По пути к городской управе Шумову пришлось еще раз пройти мимо триумфальной арки и повешенных подпольщиков. Он прошел, склонив голову, и хотя провал и гибель этих людей тяжко осложняли его задание, во сто крат увеличивая риск, Шумов не мог даже в малом согласиться с обидными словами Максима о казненных.
Нет, не в промахах и ошибках было дело. Не были мы готовы к тому, чтобы здесь, за тысячу с лишним километров от границы, заранее создавать подпольную сеть, а подготовиться немцы не дали, вот и пришлось оставлять тех, кто был на месте, был проверен и надежен. И те понимали, на что идут, и путь свой прошли честно. Как и ему. Андрею Шумову, предстоит…
В приемной бургомистра за большим казенным столом сидела худощавая, не первой молодости женщина с распущенными до плеч волосами и, прихлебывая чай из стакана, просматривала газету. Газета называлась «Свободное слово» и печатала много объявлений о продаже нуждающимися людьми разного рода имущества. Этими объявлениями и была занята секретарша бургомистра, когда вошел Шумов. Увидев его, она положила газету на машинку «Ундервуд» и пояснила, что господин Барановский в это время не принимает.
Шумов хотел спросить, когда же зайти в следующий раз, но тут дверь из кабинета распахнулась и сам бургомистр вышел в приемную. Он оказался пожилым и на вид изношенным человеком, одетым в черное с бархатным воротником пальто и такого же цвета котелок. В руке он держал трость с серебряным набалдашником.
Оглядев Шумова брезгливым, усталым взглядом, бургомистр спросил коротко:
— Ко мне?
— Я предупреждала, — поспешила оправдаться секретарша.
— Простите, что пришел несвоевременно, — подтвердил Шумов. — Но я собирался только передать письмо от близко вам известного человека.

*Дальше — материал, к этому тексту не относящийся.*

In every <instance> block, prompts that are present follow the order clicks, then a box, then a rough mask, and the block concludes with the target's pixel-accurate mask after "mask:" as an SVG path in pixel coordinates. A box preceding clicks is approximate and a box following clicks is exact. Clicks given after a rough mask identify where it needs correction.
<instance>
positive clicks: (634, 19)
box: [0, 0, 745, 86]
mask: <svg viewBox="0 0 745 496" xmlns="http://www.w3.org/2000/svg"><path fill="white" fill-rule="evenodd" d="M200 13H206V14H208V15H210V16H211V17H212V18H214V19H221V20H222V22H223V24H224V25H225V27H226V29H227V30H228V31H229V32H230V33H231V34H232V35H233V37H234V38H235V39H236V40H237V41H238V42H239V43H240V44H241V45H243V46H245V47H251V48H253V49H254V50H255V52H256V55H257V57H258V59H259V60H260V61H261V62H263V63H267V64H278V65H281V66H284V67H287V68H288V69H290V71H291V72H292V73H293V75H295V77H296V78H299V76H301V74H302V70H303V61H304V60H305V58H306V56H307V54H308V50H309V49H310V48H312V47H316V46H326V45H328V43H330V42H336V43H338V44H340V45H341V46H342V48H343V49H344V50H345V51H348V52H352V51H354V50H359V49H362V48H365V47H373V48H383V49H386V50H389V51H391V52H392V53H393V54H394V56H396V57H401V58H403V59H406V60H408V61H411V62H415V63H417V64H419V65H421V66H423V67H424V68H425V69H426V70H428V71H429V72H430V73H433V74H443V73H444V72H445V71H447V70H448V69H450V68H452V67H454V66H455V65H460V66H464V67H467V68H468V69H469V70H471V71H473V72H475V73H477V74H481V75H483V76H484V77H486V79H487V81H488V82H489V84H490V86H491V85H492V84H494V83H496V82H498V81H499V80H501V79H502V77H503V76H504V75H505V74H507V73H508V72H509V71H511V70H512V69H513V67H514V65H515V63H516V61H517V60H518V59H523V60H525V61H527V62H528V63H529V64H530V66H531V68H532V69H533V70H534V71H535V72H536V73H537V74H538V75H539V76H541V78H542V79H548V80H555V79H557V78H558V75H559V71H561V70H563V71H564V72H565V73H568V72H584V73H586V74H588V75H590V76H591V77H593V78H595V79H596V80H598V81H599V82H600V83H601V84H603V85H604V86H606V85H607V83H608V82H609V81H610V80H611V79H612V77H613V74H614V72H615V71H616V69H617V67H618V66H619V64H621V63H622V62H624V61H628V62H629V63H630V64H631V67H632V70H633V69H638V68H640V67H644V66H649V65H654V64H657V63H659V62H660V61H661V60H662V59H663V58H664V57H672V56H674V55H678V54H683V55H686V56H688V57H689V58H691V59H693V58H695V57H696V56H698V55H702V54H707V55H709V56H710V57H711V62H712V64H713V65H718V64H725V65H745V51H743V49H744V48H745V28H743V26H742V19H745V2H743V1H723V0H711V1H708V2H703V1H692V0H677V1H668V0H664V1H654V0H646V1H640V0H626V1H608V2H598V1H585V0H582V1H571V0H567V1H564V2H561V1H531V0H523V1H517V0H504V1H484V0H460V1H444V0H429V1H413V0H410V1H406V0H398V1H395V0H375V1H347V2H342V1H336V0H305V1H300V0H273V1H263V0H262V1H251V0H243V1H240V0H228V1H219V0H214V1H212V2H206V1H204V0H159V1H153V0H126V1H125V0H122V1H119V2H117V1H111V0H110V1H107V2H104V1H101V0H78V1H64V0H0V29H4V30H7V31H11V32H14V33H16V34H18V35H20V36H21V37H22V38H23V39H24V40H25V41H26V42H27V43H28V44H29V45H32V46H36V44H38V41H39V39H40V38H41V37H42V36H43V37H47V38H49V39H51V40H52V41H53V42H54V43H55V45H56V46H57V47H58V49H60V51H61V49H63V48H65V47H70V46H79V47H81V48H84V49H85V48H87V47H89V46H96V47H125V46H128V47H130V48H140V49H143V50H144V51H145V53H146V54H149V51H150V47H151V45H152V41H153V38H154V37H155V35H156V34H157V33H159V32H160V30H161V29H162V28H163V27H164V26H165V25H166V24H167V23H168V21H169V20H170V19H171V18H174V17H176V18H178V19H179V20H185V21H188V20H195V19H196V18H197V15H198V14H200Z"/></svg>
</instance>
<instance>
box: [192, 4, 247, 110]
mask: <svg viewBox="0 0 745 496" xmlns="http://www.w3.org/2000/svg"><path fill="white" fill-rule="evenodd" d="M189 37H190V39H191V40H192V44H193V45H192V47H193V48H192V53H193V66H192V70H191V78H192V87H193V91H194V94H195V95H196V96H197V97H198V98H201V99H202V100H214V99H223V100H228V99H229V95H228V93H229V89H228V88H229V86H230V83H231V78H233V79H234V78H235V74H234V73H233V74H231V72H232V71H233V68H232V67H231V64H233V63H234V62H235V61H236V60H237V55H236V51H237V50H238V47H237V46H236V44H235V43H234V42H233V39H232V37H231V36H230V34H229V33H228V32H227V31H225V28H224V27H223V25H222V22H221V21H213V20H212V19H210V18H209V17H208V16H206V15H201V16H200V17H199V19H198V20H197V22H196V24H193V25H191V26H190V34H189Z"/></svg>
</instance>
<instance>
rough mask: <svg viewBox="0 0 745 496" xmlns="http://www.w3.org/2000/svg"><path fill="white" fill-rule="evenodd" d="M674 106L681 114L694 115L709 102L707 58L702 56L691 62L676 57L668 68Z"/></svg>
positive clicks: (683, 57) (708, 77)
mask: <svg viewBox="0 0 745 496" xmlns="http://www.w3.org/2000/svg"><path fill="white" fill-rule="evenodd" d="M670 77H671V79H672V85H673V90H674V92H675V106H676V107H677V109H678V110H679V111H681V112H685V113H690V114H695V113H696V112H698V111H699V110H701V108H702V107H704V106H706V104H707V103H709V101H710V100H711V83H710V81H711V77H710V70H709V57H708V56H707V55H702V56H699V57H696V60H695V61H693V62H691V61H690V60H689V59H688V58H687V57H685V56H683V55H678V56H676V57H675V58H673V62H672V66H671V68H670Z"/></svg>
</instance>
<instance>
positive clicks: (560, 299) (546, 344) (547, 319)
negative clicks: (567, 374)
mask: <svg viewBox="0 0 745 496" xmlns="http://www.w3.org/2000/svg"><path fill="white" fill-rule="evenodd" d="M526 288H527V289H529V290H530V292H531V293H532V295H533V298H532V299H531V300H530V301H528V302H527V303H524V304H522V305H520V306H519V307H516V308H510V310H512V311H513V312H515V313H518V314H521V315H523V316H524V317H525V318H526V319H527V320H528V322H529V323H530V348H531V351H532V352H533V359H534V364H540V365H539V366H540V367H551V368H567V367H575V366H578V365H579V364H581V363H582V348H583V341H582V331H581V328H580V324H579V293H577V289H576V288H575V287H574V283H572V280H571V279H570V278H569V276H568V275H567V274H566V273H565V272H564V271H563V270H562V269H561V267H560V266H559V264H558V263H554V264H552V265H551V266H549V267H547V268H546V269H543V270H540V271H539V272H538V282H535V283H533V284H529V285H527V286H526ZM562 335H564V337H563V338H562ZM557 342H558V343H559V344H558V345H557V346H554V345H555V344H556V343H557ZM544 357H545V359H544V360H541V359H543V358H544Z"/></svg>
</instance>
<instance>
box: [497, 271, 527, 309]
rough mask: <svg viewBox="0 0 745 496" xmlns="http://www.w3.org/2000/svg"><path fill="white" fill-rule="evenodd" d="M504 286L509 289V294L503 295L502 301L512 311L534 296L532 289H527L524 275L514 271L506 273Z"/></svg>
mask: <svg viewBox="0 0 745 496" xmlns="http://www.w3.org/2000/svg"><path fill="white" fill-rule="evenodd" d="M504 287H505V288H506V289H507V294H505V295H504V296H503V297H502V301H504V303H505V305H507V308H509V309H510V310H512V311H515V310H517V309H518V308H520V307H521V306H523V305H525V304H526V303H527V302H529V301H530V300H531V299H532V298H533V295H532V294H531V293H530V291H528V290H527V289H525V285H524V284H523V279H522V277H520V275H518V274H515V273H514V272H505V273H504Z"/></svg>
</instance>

— Близко известного? Что еще за человек? Давайте письмо.
Шумов передал конверт. Бургомистр взял со стола секретарши перочинный ножик и вскрыл письмо.
— Откуда вы знаете Владимира Карловича?
Это был трудный вопрос, но Шумов подготовился к нему.
— Мы познакомились в лагере для военнопленных. Владимир Карлович по поручению германского командования отбирал людей, могущих быть полезными новой России.